1982 Anayasasında yapılan değişiklikle ortaya çıkan ilk önemli değişiklik, 41. maddenin üst başlığı “ailenin korunması ve çocuk hakları” olarak değiştirilmesidir. Ailenin korunması konusunda alınacak tedbirler kapsamında, çocukların hakları olduğu ve bu hakların korunması gerektiği fikri anayasal temele kavuşmuştur. Yapılan düzenlemeyle birlikte, taraf olunan çocuk haklarına ilişkin uluslar arası sözleşmelerde yer alan yükümlülüklerin anayasal bir görev olarak devlete verilmesi yolunda gidilmiştir[4].

1982 Anayasasının 41. maddesine eklenen fıkralarla, öncelikle çocuklarla ilgili haklar düzenlenmiş, sonrasında ise devlete çocukların korunmasına yönelik ilave tedbirler alma görevi verilmiştir.

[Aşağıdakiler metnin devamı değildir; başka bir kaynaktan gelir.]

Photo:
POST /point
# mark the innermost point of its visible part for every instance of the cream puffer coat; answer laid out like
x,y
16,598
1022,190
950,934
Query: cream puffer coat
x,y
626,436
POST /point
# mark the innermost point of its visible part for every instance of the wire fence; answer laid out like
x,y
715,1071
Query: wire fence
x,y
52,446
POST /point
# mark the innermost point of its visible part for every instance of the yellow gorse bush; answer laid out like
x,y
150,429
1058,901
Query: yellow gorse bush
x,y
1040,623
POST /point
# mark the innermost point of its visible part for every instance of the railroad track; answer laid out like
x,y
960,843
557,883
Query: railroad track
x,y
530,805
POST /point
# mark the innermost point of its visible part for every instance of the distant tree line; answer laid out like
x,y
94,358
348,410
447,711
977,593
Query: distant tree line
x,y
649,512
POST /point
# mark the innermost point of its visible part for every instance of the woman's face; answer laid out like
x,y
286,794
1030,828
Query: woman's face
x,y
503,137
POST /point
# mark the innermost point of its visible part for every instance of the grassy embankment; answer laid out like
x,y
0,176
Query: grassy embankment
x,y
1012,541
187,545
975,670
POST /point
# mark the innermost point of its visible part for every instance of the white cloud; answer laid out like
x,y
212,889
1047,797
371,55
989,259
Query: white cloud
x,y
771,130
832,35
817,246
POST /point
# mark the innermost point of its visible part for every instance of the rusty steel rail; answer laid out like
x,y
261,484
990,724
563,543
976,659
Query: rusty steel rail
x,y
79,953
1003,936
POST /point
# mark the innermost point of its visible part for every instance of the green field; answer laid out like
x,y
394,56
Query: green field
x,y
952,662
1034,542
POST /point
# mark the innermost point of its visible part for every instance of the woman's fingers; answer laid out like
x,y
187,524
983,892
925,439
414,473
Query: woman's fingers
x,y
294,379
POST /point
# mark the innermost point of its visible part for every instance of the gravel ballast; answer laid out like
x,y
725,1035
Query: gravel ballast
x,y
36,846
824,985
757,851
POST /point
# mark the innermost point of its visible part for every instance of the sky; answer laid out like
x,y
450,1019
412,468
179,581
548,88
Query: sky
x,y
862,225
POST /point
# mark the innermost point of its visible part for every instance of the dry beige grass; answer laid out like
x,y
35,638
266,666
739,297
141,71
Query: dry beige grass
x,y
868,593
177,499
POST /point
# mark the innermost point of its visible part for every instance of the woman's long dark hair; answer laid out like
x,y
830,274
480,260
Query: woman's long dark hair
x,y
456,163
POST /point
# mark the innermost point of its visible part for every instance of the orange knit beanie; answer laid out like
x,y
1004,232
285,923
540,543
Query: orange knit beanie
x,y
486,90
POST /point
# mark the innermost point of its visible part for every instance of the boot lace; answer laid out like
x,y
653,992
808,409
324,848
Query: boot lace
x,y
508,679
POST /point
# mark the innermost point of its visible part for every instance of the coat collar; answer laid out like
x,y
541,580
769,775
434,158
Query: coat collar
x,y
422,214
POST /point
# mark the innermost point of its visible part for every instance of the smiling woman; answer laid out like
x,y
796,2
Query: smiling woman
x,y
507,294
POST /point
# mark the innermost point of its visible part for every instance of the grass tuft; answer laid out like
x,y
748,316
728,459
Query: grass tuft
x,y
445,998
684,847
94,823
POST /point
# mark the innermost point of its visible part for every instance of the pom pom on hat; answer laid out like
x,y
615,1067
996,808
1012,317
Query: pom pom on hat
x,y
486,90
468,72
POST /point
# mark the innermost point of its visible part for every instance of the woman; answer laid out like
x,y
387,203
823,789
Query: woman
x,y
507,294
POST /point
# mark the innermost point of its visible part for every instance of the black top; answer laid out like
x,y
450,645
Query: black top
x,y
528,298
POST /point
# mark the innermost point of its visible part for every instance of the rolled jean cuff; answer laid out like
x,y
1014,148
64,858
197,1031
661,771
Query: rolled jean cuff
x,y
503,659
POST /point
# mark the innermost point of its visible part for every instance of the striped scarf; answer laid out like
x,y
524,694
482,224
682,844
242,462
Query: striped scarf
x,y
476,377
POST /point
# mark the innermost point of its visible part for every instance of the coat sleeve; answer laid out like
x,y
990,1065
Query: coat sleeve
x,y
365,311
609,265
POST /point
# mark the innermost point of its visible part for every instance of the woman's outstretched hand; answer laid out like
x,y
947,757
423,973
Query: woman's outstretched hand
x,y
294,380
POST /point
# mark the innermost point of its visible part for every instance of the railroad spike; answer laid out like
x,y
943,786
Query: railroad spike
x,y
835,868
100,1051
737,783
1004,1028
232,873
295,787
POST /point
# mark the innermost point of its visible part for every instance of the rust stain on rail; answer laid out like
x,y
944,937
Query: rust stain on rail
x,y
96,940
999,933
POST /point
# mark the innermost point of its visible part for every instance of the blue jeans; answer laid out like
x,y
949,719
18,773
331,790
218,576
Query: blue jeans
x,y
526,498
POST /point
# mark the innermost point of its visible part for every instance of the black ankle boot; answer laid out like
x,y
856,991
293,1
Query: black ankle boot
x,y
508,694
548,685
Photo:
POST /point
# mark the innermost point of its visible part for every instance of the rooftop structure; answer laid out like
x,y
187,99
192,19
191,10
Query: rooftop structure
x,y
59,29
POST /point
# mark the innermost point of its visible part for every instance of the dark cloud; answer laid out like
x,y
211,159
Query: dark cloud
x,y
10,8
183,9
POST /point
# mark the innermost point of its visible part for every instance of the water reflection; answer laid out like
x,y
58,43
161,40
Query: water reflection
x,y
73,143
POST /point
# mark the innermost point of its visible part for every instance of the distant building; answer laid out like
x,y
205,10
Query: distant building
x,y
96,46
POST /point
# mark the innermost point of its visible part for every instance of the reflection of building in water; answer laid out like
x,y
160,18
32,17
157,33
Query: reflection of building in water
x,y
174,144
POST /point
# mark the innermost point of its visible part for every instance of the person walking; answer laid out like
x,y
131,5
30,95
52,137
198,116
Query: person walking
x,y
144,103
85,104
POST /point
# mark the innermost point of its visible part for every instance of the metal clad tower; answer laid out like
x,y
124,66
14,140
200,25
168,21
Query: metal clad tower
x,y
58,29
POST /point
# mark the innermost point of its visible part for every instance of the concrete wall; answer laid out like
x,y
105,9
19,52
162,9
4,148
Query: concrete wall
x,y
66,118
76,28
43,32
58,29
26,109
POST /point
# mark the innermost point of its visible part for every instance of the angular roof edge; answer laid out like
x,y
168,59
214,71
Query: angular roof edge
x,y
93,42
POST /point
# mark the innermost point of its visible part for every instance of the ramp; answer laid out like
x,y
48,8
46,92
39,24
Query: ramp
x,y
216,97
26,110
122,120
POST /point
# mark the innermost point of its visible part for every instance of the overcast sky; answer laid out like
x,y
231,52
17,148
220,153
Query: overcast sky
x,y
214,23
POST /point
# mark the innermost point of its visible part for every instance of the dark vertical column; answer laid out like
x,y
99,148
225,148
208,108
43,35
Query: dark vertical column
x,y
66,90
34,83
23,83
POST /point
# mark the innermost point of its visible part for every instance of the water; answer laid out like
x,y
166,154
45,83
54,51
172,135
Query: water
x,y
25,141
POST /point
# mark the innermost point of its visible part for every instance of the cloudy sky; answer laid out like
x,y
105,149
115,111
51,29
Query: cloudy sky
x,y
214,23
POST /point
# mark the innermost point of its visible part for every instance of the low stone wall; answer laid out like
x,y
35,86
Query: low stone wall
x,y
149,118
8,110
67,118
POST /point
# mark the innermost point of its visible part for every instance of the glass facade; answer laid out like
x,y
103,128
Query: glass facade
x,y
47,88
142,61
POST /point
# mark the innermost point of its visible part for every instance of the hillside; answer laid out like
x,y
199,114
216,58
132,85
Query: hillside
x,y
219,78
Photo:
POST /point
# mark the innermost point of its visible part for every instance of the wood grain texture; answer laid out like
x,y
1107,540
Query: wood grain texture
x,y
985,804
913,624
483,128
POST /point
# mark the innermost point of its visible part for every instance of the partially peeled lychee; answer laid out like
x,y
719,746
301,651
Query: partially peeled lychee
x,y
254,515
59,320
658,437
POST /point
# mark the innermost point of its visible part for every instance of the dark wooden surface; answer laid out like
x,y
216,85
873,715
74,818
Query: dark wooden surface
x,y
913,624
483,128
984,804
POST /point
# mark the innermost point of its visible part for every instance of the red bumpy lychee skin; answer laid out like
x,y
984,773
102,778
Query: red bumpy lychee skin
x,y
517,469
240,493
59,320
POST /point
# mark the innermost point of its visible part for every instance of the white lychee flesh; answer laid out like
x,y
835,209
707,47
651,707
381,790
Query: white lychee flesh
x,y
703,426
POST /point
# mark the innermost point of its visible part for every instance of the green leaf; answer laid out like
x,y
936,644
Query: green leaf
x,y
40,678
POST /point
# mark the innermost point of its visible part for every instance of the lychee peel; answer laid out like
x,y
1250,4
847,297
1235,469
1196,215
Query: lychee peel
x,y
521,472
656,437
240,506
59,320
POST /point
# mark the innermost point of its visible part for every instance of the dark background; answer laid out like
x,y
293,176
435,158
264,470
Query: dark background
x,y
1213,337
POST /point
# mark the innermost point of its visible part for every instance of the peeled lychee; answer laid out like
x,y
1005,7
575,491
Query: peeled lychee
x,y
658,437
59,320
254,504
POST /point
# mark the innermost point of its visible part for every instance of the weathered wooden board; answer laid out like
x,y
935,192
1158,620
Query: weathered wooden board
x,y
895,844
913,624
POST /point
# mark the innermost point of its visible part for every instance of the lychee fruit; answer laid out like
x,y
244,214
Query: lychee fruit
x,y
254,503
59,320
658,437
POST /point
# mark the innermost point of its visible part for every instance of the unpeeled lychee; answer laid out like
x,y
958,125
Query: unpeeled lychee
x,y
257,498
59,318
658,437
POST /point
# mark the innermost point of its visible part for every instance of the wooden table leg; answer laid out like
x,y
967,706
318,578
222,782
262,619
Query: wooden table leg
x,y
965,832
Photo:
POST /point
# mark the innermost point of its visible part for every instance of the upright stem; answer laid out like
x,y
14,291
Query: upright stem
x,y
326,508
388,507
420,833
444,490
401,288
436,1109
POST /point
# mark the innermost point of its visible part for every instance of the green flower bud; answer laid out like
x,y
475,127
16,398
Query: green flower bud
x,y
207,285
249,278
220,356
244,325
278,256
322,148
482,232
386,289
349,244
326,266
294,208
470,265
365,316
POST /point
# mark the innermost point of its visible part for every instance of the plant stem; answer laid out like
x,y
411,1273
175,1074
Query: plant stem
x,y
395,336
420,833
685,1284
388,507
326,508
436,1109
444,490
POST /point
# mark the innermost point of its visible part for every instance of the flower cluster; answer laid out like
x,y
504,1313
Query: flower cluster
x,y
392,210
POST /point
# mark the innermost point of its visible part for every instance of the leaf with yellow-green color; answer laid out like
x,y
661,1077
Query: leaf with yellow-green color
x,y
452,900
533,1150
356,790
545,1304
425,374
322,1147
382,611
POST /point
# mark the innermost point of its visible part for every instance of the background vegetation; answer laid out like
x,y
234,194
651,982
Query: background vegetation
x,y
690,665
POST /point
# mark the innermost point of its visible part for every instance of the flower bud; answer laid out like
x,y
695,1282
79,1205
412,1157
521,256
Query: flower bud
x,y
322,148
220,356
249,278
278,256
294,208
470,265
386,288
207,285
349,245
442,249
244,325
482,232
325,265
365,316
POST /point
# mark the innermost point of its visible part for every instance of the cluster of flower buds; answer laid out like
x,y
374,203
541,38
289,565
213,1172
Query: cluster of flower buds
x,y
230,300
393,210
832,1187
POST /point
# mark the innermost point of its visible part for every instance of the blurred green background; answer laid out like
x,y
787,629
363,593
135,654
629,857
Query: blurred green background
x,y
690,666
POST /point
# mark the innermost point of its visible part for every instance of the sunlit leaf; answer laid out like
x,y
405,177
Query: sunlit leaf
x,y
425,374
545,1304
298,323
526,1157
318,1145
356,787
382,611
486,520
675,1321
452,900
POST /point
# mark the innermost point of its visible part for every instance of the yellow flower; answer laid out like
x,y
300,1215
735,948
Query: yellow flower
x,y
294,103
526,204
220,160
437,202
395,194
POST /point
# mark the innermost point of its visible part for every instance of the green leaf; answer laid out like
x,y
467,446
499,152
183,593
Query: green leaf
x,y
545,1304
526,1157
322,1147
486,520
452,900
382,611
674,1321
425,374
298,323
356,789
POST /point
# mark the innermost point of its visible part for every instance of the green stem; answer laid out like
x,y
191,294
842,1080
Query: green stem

Kabul edilen düzenlemeyle; çocukların bakım ve korunmadan yararlanma, çocuğun yüksek yararına açıkça aykırı olmadığı sürece anne ve babasıyla doğrudan ve kişisel ilişki kurması ve sürdürmesi çocuklara tanınan haklar olarak anayasa tarafından korunma altına alınmıştır(AY m.41/III).

Kabul edilen yeni anayasal düzenlemeyle çocuklara verilen haklara ilave olarak, devletin koruma görevine de ilaveler yapılmıştır. Yeni düzenlemeye göre devlet, çocukların şiddete ve her türlü istismara karşı korunmasını sağlayacak tedbirleri almakla yükümlüdür(AY m.41/IV). Çocuklara karşı her türlü istismar ve şiddetin önlenmesi görevinin kapsamının ve içeriğinin ne olacağı kanunla düzenlenecektir. Yeni düzenleme, çocukların şiddet görmesi ve istismara uğramasında önleme görevinin devlete ait olduğunu açıkça ortaya koymaktadır.

Çocukların şiddete ve istismara karşı korunması amacıyla alınacak tedbirlerin kapsamı geniş tutulmuştur. Devlet, korunmaya yönelik olarak alınacak tedbirleri belirlerken çocukların yüksek yararını göz önünde bulundurarak hareket edecektir. Yapılan uygulamaların eşitliğe aykırı olduğu iddia edilemeyecektir. 1982 Anayasasının kanun önünde eşitlik başlığını taşıyan 10. maddesinde yer alan düzenlemeye göre; “Çocuklar, yaşlılar, özürlüler, harp ve vazife şehitlerinin dul ve yetimleri ile malul ve gaziler için alınacak tedbirler eşitlik ilkesine aykırı sayılmaz”(10/III).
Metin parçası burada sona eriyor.